Anti-inflammatoires : "Automédication ne veut pas dire autodestruction", prévient le président de l'ordre des pharmaciens d'Ile-de-France
Martial Fraysse, président de l’ordre des pharmaciens d’Ile-de-France, membre de l’Académie de pharmacie, alerte vendredi sur franceinfo sur les risques que présente l'utilisation inappropriée du kétoprofène et l'ibuprofène en automédication.

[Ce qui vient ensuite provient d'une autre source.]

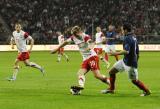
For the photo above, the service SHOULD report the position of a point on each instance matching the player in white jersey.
(61, 50)
(99, 47)
(90, 58)
(19, 38)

Le président de l'Ordre des pharmaciens d'Ile-de-France alerte sur l'usage des anti-inflammatoires. Les deux médicaments les plus vendus, le kétoprofène et l'ibuprofène pourraient favoriser des complications infectieuses graves, selon l'Agence nationale de sécurité du médicament (ANSM). L'enquête se fonde sur les années 2000 à 2018. 386 cas d'infections graves et de complications infectieuses graves pourraient être liés à la prise de ces médicaments. "Le pharmacien c'est le gardien des 'poisons'", explique Martial Fraysse, pharmacien à Fontenay-sous-Bois et président de l’ordre des pharmaciens d’Ile-de-France, membre de l’Académie de pharmacie.
franceinfo : Pourquoi avoir attendu dix-huit ans pour alerter sur ce sujet ?
Martial Fraysse : Cela fait plus de vingt ans que l'on déconseille l'utilisation de certains anti-inflammatoires comme l'ibuprofène ou le kétoprofène chez les enfants et les jeunes adultes suite aux effets secondaires graves qui ont été observés dans la population. On observe depuis une vingtaine d'années deux décès par an, plus des complications infectieuses graves qui sont décrites, qui peuvent toucher soit des infections cutanées, des infections ORL ou pulmonaires. On se retrouve face à deux bactéries, des pneumocoques ou des streptocoques qui ont brutalement leurs effets amplifiés par l'utilisation de ces anti-inflammatoires. On ne doit pas les utiliser comme ça au coup par coup, même sur des courtes durées du fait du danger qu'ils entraînent.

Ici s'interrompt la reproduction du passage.